Джон Талбот молчал долго, минуту или две, и о чем-то напряженно думал. От мыслей этих его лицо приходило в движение. Морщины на лбу. И прищуренные глаза. И нос, который шевелится, хотя это невозможно, но все одно шевелится.

Пальцы тарабанят по набалдашнику трости. И Ийлэ уже самой интересно, о чем же таком думает Джон Талбот.

— Простите… — Он облизал губы. — Это, конечно, не мое дело и вообще… но я вот подумал… и решил спросить… а вы не замужем?

— Нет.

В иное время Ийлэ, пожалуй, улыбнулась бы: до того забавен был человек с его смущением и неловкими вопросами.

Замужем? Таких, как она, не берут в жены. В любовницы, быть может… в содержанки… и, наверное, это тоже выход, но от самой мысли о том, что ей придется…

Пришлось бы.

Ийлэ зажала рот руками, сдерживая рвоту. Нет и нет…

— Не замужем. — Джон Талбот почесал нос об изогнутую рукоять трости. — А… вы не хотели бы выйти замуж?

— За кого?

Тошнота отступала, оставив кисловатый привкус желудочного сока во рту, и стереть бы его, но чем… снегом?

Снег далеко, но если попросить, коляску остановят. Пусть бы остановили.

— Ну… — Джон Талбот покраснел сильнее прежнего, — к примеру, за меня…

Он вскинул руку, прерывая поток возражений, которого не было, поскольку Ийлэ слишком растерялась, чтобы возражать.

Замуж? За него? Он человек… всего-навсего человек… и хорошо, наверное… и замуж…

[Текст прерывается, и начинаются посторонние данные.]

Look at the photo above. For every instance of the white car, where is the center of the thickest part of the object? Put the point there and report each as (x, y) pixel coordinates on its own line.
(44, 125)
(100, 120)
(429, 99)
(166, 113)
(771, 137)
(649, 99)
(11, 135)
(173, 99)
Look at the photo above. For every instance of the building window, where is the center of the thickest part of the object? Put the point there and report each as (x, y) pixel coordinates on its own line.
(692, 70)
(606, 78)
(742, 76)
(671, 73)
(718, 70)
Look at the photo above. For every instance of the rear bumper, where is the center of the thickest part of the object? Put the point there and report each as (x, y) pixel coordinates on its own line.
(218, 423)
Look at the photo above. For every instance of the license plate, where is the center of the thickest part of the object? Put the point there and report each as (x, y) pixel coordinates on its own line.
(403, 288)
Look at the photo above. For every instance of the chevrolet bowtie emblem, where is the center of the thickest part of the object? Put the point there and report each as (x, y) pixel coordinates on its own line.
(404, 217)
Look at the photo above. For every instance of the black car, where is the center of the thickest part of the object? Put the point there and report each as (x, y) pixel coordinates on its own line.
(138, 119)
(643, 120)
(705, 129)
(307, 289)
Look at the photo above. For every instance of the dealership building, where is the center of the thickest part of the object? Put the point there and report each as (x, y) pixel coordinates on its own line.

— Я понимаю, что это несколько неожиданно и вообще предложение руки и сердца так не делают. То есть вы меня совсем не знаете, а я не знаю вас, но я уверен, что мы с вами найдем общий язык. — Он приложил руки к сердцу, точнее к серой ткани пальто, и жест этот вовсе не выглядел смешным, как и сам он, маленький человечек в желтых очках. — Поверьте, лучше, чем кто бы то ни было, я осознаю, что мы с вами разные… что я вас не достоин и… но я понимаю, что вам здесь непросто. Я состоятелен. Я уже говорил, что у отца есть мастерские… я единственный наследник… и родители не будут против, когда узнают. Отец точно не будет. А мама только обрадуется.

В этом Ийлэ крупно сомневалась.

— Она давно говорила, что мне жениться пора, и вот…

— Почему?

Один вопрос, но он понял все, что за этим вопросом стояло. И ответил искренне:

— Я хочу вам помочь.

— Мне не надо помогать.

— Или вы боитесь принять помощь? Я сам поговорю с вашим покровителем и уверен, что… мы найдем общий язык. — Джон Талбот выпрямил спину.

Найдут?

Он подойдет к Райдо с просьбой уступить Ийлэ? Он думает, что она и Райдо — любовники? Наверняка думает. И не только он.

Глупость какая. Нелепица чистой воды, и посмеяться бы над нею, но смех застревает в горле. Любовники, мужья… это не для Ийлэ. Ей бы выжить. Или нет, она выжила, тогда научиться жить, если не как раньше, то хотя бы как-нибудь. И она научится, но не с этим человеком, который не понимает, чем его благородство обернется в будущем. Он будет ждать благодарности и любви, а Ийлэ не способна окажется отблагодарить.

И не полюбит его.

Он разочаруется.

Возненавидит. Решит, что она, Ийлэ, его обманула.

— Не стоит. — Ийлэ позволила себе улыбнуться той вежливой улыбкой, которую принято использовать в обществе. — Не ищите дракона там, где его нет. Райдо…

Не друг, определенно.

Но и не враг тоже.

— Райдо — близкий мне человек… нечеловек.

Близкий нечеловек.

Смешно звучит.

До самого дома Джон Талбот молчал. Обиделся? Или раздумывал над услышанным?

ГЛАВА 5

Чем больше Райдо смотрел на человека, тем сильней тот не нравился. А предложение Ната сломать гостю нос уже не казалось таким уж нелепым.

Джон Талбот.

Имя и то дурацкое.

Джон.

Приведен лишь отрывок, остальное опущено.